Script execution: Run a script via CLI

noahtalerman commented 1 year ago

User story

As an IT admin or security engineer, I want to run a script once, on a specific host, so that I can remediate an issue or collect logs.

✅ Execute custom scripts (Fleet Premium (but this should really be Fleet Free imo, let's consider it -mike))

Requirements

Fleet Premium only
Only maintainers and up can run scripts. Team maintainer and team admins can only run scripts on hosts assigned to their team.
Supported on macOS, Windows, and Linux.
- On macOS and Linux, only scripts run with "#!/bin/sh" are supported. If the user doesn't specify, the script will run in the default shell.
- On Windows, only Powershell scripts are supported.
Script can be run via fleetctl CLI. Script only runs if host is online. Script only runs if it's content is 10,000 characters or less.
Script content, output, and exit code is viewable in the UI and CLI. Only the last 10,000 characters of script output are viewable.
Script execution is tracked in activity feed
Only possible to escalate Fleet/fleetd from a read-only to script execution system remotely for users who already have control over the device (via MDM).
For deployments that already have fleetd, they shouldn't be able to be autoupdated into this feature
If macOS MDM is turned on in Fleet, automatically turn on script execution features for macOS hosts via profile.
If MDM is turned off for a macOS host, automatically turn off script execution features.

Changes

[ ] Add a new fleetctl run-script command
[ ] Break the agent component for script execution out into a subsystem of Orbit (still in the Orbit binary) that only starts up if the appropriate conditions are met.
[ ] On macOS, the subsystem can be triggered by a configuration profile (similar to the strategy for #9459).
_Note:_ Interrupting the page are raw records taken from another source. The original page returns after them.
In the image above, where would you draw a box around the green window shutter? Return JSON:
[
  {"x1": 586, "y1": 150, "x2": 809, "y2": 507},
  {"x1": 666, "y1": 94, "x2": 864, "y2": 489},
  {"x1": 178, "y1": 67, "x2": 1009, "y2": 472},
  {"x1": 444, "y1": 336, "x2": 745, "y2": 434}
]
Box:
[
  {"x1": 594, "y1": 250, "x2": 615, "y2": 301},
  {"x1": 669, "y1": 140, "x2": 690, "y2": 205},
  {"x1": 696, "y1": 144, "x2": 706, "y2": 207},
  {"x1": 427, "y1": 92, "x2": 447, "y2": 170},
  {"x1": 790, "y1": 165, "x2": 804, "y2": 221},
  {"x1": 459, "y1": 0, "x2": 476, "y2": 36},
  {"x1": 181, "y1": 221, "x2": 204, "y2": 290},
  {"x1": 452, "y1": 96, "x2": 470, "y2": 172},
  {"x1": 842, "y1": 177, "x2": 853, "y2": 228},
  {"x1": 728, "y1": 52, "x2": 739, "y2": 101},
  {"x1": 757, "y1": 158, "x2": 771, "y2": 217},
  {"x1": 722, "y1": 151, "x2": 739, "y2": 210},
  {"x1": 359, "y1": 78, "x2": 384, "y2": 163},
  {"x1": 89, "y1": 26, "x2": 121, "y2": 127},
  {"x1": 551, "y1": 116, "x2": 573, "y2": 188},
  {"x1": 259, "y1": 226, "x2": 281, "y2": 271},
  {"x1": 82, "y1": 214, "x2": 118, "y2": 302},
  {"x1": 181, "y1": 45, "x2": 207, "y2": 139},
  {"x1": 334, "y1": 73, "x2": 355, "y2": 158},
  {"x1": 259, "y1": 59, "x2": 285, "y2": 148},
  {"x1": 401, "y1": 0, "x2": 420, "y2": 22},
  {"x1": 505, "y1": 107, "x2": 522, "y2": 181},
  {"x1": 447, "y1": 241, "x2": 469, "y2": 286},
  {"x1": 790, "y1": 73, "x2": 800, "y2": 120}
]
When fleetd starts up, it should look for a profile of PayloadType com.fleetdm.fleeetd.config and extract the scripting key. If this value is true should the subsystem turn on.
[ ] On macOS, Windows, and Linux, the subsystem can be triggered by the --script-execution flag in the fleetctl package command. If this value is true the subsystem is turned on.

UI and CLI

https://www.figma.com/file/030moybHDEurtYx52D70sF/%239583-Script-execution%3A-Run-a-script-via-CLI?type=design&node-id=2-130&mode=design

noahtalerman commented 1 year ago

Zach: If we wait, what do we tell current fleetd users as we start to ship script execution features?

Zach: It should not be possible to turn on script execution through the Fleet system on its own. W/o deploying a new package or using some sort of write capability.

Roberto: What about having another "agent"? If you don't have that binary you don't have script execution enabled (I think maybe that's what you're suggesting?)

Zach: Adding another component sounds painful but is likely the most satisfying for the folks looking for this feature.

Zach: Another option is a flag that can't be configured remotely. If you want scripts, you have to deploy new packages, use some other tooling to turn scripts on.

Zach: Possible solution, config profile that configures fleetd to turn on script execution.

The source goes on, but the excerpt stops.